People want an end-to-end solution that would look like “Why don't you come to me with a product, I can just plugin, and I can get my output”.
For example, I put a camera in my retail store and I get a dashboard somewhere in my headquarters, which tells me how many people walked in the store, what kind of product they were interested in and how I should rearrange my products to make it more efficient, in terms of retail space.
That's an end-to-end story that doesn't exist, it needs to start with creating models which are difficult but there are efforts to make that as automated as possible. At Google, we have auto ML, where you bring in your labeled data, and it will create models on its own for your hardware architecture. That’s one significant area where the industry is evolving, and it's very useful.
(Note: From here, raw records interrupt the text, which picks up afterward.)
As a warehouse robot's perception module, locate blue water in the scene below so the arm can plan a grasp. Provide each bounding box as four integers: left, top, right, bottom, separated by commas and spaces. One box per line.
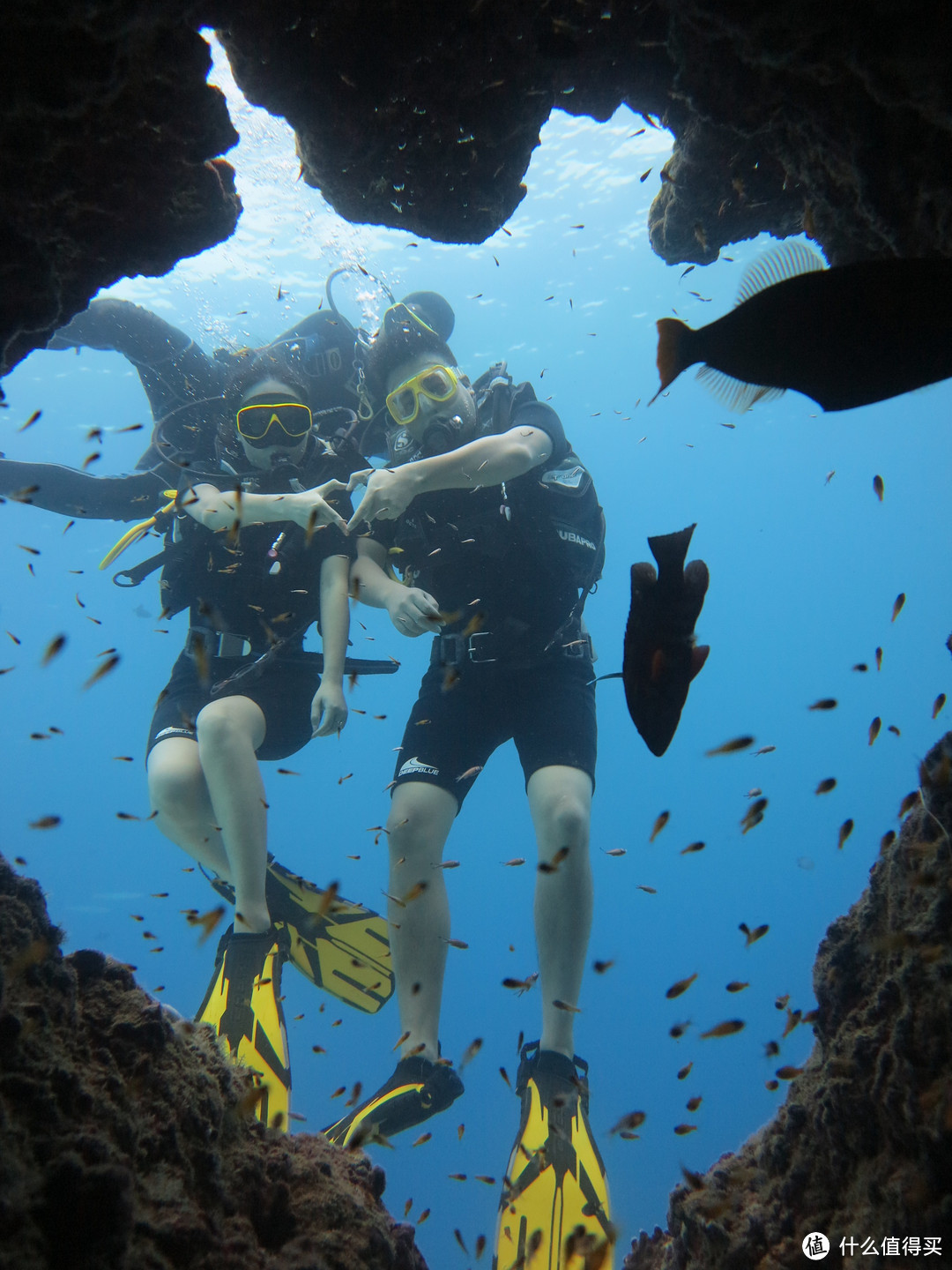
0, 34, 952, 1267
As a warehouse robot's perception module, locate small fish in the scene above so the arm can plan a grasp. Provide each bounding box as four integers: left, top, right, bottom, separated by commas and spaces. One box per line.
647, 811, 672, 842
656, 243, 952, 412
740, 797, 767, 833
738, 922, 770, 947
701, 1019, 747, 1040
666, 970, 698, 1001
608, 1111, 647, 1134
458, 1036, 482, 1072
83, 653, 121, 692
29, 815, 63, 829
704, 736, 762, 758
537, 847, 569, 874
40, 635, 66, 666
621, 525, 710, 757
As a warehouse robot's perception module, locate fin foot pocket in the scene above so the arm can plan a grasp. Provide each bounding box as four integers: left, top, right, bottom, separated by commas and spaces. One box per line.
210, 857, 393, 1013
196, 927, 291, 1126
493, 1042, 615, 1270
324, 1056, 464, 1148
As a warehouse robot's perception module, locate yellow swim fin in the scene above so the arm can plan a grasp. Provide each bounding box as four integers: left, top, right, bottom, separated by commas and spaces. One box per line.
196, 927, 291, 1128
493, 1042, 615, 1270
210, 857, 393, 1015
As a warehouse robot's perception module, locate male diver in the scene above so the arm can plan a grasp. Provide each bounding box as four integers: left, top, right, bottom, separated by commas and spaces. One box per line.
335, 303, 614, 1266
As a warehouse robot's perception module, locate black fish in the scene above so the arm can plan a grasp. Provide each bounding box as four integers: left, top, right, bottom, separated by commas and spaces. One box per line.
622, 525, 710, 756
658, 243, 952, 412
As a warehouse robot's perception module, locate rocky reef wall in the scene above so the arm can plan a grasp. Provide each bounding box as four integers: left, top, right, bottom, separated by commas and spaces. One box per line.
0, 857, 425, 1270
624, 733, 952, 1270
7, 0, 952, 373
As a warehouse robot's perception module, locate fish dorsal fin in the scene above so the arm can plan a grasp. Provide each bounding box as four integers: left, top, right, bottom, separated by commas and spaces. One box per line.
735, 243, 826, 305
697, 366, 787, 414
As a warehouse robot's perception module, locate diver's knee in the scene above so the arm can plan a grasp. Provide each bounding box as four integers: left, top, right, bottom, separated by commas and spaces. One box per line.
196, 699, 254, 751
545, 794, 591, 847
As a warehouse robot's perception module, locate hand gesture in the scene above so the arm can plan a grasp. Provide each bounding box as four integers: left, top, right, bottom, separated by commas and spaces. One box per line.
311, 679, 346, 741
387, 586, 441, 638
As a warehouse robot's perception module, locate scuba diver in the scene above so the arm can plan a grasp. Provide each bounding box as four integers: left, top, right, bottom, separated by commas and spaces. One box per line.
0, 265, 413, 520
0, 327, 398, 1125
325, 303, 614, 1265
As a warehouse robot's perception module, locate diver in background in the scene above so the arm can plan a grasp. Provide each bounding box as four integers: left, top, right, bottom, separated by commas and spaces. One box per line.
0, 269, 358, 520
325, 303, 614, 1265
0, 364, 396, 1124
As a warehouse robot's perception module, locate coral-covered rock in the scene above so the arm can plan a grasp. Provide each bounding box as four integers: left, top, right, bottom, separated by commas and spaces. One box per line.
0, 858, 425, 1270
624, 733, 952, 1270
0, 0, 242, 373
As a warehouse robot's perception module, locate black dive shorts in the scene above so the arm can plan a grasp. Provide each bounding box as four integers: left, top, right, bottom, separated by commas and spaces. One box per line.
393, 656, 597, 806
146, 653, 321, 759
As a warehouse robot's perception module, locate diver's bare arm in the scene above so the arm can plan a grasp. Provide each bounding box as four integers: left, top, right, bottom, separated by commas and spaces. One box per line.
321, 557, 350, 684
180, 480, 346, 532
349, 427, 552, 529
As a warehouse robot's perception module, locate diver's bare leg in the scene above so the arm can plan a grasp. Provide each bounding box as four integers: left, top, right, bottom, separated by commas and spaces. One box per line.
387, 781, 458, 1060
527, 767, 592, 1058
146, 736, 231, 881
196, 696, 271, 932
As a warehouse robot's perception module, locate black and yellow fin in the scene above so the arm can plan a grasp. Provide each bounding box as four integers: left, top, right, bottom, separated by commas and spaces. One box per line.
211, 860, 393, 1015
695, 364, 787, 414
493, 1044, 615, 1270
196, 927, 291, 1128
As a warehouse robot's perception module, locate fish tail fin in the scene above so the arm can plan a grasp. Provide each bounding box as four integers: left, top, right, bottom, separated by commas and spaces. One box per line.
649, 318, 695, 405
647, 522, 697, 572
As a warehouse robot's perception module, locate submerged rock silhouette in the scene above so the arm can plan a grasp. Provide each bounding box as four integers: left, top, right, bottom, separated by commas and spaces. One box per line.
0, 857, 425, 1270
624, 733, 952, 1270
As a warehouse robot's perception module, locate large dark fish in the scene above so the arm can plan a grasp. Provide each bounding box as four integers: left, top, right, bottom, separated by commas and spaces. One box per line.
658, 243, 952, 410
614, 525, 710, 756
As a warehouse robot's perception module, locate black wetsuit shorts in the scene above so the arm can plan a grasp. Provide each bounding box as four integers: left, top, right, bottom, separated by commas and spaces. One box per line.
393, 654, 597, 806
146, 653, 321, 759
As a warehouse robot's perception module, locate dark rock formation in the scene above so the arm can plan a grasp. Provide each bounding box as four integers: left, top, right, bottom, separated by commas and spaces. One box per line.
0, 857, 425, 1270
624, 733, 952, 1270
0, 0, 242, 373
0, 0, 952, 372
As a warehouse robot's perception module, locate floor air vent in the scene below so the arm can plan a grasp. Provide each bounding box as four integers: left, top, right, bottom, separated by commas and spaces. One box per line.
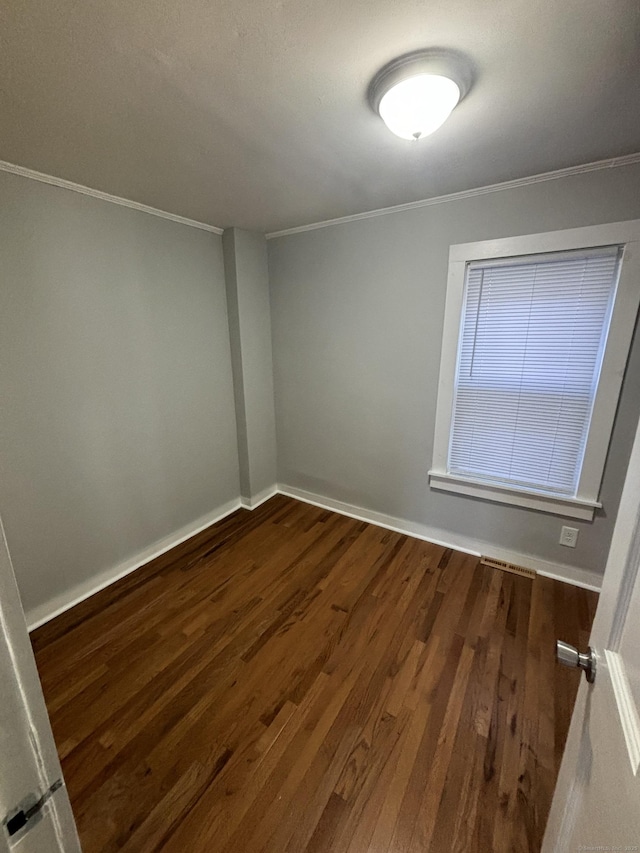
480, 557, 536, 578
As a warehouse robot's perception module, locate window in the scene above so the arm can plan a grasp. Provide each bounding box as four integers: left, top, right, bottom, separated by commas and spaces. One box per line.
430, 222, 640, 519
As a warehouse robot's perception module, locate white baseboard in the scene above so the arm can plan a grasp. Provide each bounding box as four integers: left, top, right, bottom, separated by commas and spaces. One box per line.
240, 483, 278, 509
26, 484, 602, 631
278, 485, 602, 592
25, 499, 240, 631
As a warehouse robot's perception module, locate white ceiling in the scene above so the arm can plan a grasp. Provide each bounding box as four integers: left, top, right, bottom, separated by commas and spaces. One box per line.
0, 0, 640, 231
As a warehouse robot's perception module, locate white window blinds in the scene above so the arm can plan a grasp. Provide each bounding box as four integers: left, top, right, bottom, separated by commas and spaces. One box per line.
448, 246, 621, 496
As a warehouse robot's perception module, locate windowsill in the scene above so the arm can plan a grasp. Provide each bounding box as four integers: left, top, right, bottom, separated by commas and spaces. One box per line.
429, 471, 602, 521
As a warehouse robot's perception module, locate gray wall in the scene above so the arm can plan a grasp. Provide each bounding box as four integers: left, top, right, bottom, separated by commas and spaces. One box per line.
222, 228, 276, 504
269, 165, 640, 572
0, 173, 239, 610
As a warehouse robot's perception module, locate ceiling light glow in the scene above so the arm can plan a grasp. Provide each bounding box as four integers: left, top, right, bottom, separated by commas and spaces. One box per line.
369, 50, 472, 140
378, 74, 460, 139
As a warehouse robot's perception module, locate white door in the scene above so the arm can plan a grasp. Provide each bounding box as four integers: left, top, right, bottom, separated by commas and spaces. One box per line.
0, 522, 80, 853
542, 416, 640, 853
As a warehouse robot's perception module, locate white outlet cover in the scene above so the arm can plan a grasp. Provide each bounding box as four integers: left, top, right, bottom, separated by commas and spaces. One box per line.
560, 526, 578, 548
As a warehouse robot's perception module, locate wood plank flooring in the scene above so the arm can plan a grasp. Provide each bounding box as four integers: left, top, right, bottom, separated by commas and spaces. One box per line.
32, 496, 597, 853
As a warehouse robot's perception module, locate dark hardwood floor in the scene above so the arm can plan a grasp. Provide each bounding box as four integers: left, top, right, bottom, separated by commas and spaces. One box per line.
32, 496, 597, 853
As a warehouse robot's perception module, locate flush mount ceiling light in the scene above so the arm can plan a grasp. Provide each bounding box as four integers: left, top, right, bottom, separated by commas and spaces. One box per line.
369, 48, 473, 139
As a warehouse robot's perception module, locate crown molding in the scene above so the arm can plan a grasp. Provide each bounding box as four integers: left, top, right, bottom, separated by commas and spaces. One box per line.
266, 152, 640, 240
0, 160, 224, 234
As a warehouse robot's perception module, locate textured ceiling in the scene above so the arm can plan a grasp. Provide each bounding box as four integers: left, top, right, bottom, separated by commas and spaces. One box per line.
0, 0, 640, 231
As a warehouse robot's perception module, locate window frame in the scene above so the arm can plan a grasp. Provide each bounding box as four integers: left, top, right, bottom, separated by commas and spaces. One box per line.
429, 219, 640, 521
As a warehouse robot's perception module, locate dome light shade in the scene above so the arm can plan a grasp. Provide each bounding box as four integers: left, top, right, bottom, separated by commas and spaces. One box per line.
378, 74, 460, 139
369, 49, 473, 140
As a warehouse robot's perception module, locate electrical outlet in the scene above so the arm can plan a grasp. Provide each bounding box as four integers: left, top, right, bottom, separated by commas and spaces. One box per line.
560, 527, 578, 548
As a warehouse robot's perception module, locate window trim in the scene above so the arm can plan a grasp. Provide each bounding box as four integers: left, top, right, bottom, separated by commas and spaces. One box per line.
429, 219, 640, 520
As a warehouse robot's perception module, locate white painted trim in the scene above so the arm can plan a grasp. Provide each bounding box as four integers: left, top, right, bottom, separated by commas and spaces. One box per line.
431, 219, 640, 521
0, 160, 224, 234
429, 471, 602, 521
604, 649, 640, 776
278, 484, 602, 592
26, 484, 600, 631
240, 483, 278, 509
25, 499, 240, 631
266, 152, 640, 240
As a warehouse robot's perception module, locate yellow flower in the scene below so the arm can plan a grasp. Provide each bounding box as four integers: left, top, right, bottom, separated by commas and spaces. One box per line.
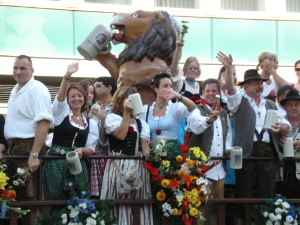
190, 196, 198, 204
161, 160, 170, 168
186, 160, 194, 169
178, 169, 186, 177
176, 155, 183, 162
191, 188, 198, 196
161, 179, 170, 187
156, 191, 166, 201
189, 208, 198, 216
195, 198, 201, 207
0, 172, 9, 190
172, 208, 179, 216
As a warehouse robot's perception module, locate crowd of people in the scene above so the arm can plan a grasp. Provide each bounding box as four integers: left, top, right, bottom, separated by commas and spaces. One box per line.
0, 49, 300, 225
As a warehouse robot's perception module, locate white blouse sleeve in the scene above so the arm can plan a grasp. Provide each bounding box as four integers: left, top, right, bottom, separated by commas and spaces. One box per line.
85, 119, 99, 152
173, 102, 193, 121
140, 119, 150, 141
104, 113, 123, 134
52, 95, 70, 126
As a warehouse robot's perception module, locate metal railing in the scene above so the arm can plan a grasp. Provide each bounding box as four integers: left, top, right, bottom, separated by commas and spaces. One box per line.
4, 155, 300, 225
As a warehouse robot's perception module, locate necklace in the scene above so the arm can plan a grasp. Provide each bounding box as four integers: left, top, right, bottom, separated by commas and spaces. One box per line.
73, 114, 82, 120
155, 102, 168, 109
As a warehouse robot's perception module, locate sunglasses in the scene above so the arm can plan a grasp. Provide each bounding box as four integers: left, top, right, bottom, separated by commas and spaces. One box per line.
187, 66, 199, 70
94, 84, 107, 88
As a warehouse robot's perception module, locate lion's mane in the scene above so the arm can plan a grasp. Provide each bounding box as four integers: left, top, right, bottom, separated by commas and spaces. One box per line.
119, 11, 180, 66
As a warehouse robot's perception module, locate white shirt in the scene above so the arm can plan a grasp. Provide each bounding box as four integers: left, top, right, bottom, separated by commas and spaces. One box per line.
262, 78, 279, 98
187, 105, 232, 180
52, 96, 99, 152
226, 87, 291, 143
104, 113, 150, 141
4, 78, 54, 139
277, 106, 286, 118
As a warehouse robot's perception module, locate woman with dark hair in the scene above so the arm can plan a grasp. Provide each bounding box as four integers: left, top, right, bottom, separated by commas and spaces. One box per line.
140, 73, 196, 142
100, 86, 152, 225
140, 73, 196, 225
78, 79, 95, 117
43, 63, 99, 200
294, 60, 300, 91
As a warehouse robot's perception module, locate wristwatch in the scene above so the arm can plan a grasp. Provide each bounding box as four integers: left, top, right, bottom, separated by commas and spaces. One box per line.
30, 152, 39, 158
206, 117, 213, 125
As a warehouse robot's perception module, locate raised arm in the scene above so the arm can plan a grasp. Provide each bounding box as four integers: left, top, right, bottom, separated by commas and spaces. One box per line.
261, 59, 287, 87
57, 62, 79, 102
170, 36, 183, 77
112, 99, 133, 140
217, 51, 236, 95
157, 89, 196, 112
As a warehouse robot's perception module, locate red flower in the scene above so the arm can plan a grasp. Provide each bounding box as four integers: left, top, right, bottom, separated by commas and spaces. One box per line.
144, 163, 152, 170
190, 95, 196, 102
184, 134, 191, 141
2, 190, 8, 198
180, 144, 189, 152
181, 213, 192, 225
128, 126, 134, 133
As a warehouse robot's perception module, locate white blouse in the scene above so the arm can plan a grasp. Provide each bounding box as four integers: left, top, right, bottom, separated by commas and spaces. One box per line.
104, 113, 150, 141
52, 96, 99, 152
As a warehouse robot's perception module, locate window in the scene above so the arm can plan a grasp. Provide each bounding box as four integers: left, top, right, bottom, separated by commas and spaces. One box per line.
221, 0, 264, 11
154, 0, 199, 9
84, 0, 132, 5
286, 0, 300, 13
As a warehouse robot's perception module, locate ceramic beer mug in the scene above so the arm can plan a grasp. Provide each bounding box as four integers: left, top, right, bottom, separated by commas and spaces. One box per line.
263, 109, 282, 130
230, 146, 243, 169
77, 24, 112, 60
283, 137, 296, 157
66, 151, 82, 175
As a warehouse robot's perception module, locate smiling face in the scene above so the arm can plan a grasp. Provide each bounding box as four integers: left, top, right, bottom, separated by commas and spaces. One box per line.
13, 58, 34, 87
154, 78, 173, 92
86, 85, 95, 104
68, 88, 85, 111
244, 80, 264, 98
284, 100, 300, 120
202, 83, 220, 105
295, 63, 300, 82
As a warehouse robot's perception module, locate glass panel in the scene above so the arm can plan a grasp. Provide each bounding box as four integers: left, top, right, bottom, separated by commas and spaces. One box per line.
84, 0, 132, 5
154, 0, 199, 9
286, 0, 300, 12
221, 0, 265, 11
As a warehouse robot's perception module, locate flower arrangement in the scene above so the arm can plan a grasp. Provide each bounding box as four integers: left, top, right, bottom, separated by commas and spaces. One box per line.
251, 194, 300, 225
0, 160, 31, 219
144, 135, 219, 225
35, 180, 115, 225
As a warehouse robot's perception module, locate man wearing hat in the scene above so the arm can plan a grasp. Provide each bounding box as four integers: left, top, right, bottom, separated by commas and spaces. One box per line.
280, 89, 300, 198
217, 52, 290, 222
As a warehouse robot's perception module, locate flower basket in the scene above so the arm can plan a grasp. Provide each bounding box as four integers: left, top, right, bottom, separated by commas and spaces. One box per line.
251, 194, 300, 225
0, 159, 31, 219
144, 135, 219, 225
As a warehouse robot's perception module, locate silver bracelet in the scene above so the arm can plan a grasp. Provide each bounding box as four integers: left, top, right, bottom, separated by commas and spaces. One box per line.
178, 95, 183, 102
270, 69, 276, 73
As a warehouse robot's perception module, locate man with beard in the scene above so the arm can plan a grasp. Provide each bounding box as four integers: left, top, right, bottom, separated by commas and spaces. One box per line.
217, 52, 290, 224
280, 89, 300, 198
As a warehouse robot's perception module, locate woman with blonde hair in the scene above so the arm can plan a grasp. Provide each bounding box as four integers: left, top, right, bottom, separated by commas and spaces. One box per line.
167, 37, 202, 102
256, 52, 287, 102
43, 63, 99, 200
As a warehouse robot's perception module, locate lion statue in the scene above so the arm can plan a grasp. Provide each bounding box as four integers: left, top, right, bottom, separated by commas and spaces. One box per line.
96, 10, 180, 104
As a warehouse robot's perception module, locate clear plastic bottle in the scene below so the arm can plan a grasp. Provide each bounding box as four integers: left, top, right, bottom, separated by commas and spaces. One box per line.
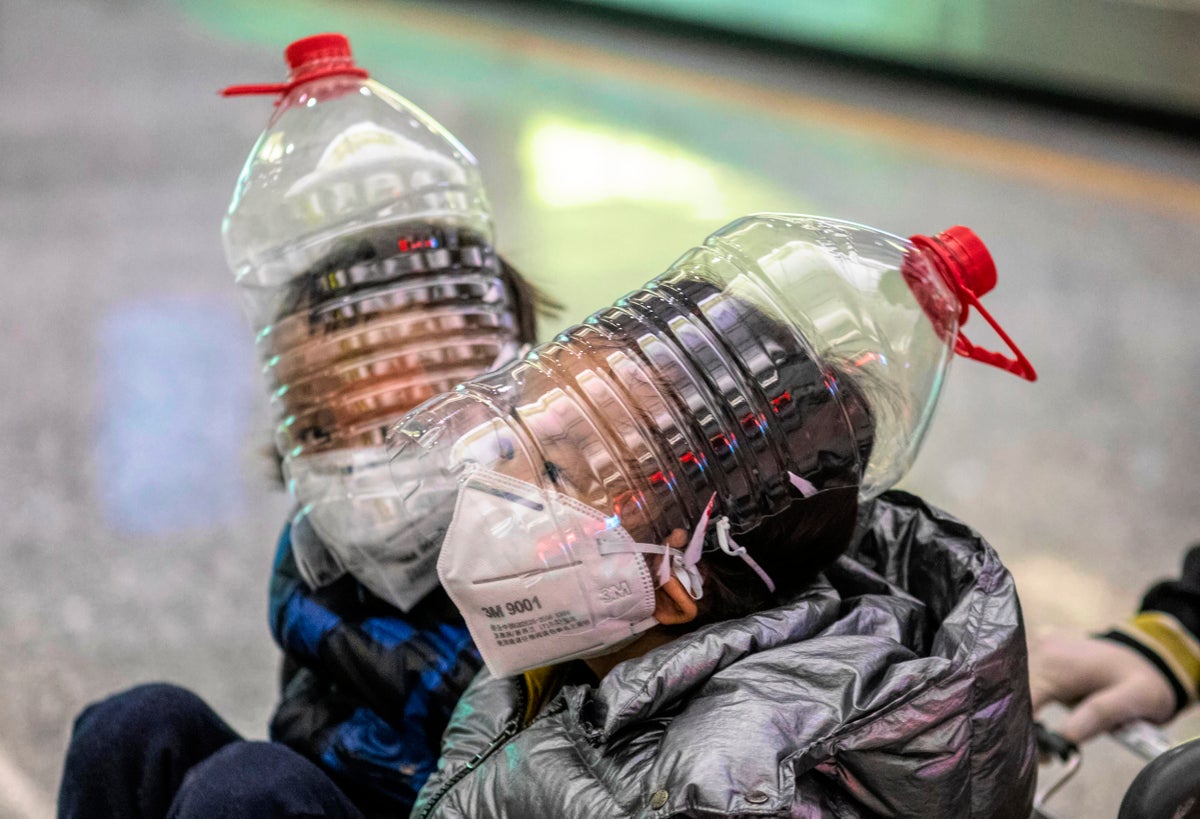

The other is to create efficient ML models using AI. Today, a lot of this model development is happening either manually, or with what we talked about in the first step, it's just starting. But in the future, I see a lot of opportunities to develop machine learning models using machine learning, because you can create a cost function and tell your model developing system what you're shooting for and it should be able to do that right.
The other aspect is, how low at the Edge can you go? There are microcontroller class devices now, which will need some small kind of ML, it does not need to be complex, primarily for sensor data so we may not even be talking about vision there.
But that'll be useful for applications such as automotive. For example, in a car, your machines could have these sensors listening to the vibration patterns of your engines all the time and then create an alert when it goes out of the bounds you've set. Because there is a sound pattern for what sounds like a well-functioning engine and before it breaks down it'll change its sound pattern so you can take corrective action.
To wrap up
I think the industry is heading towards a lot of changes, I think it's a nascent industry, so there will be changes. We are at a point where now that these changes will start becoming pretty rapid, because of multiple reasons:
- The amount of funding that has been pumped into the number of customers, and the number of customers that are using these as well.
- Starting with a cloud focus and now adding an edge focus to that
- Needing to change our focus to hardware, software, algorithms, and toolchains, all of them working together with the end goal in mind, rather than each being a separate system that doesn't worry about the other.
- Specialized architectures for some specific applications to provide general applications that can work for multiple different needs.
- Manual to automated in terms of model development and hardware development.
Of course, all of this from a customer perspective, it's going to lower the cost, it's going to get commoditized to some extent, and it will mean lowering the cost, which would translate into ML being deployed much widely across the industry. There are a lot of potential areas where we can innovate and develop together and look forward to what the industry has in store.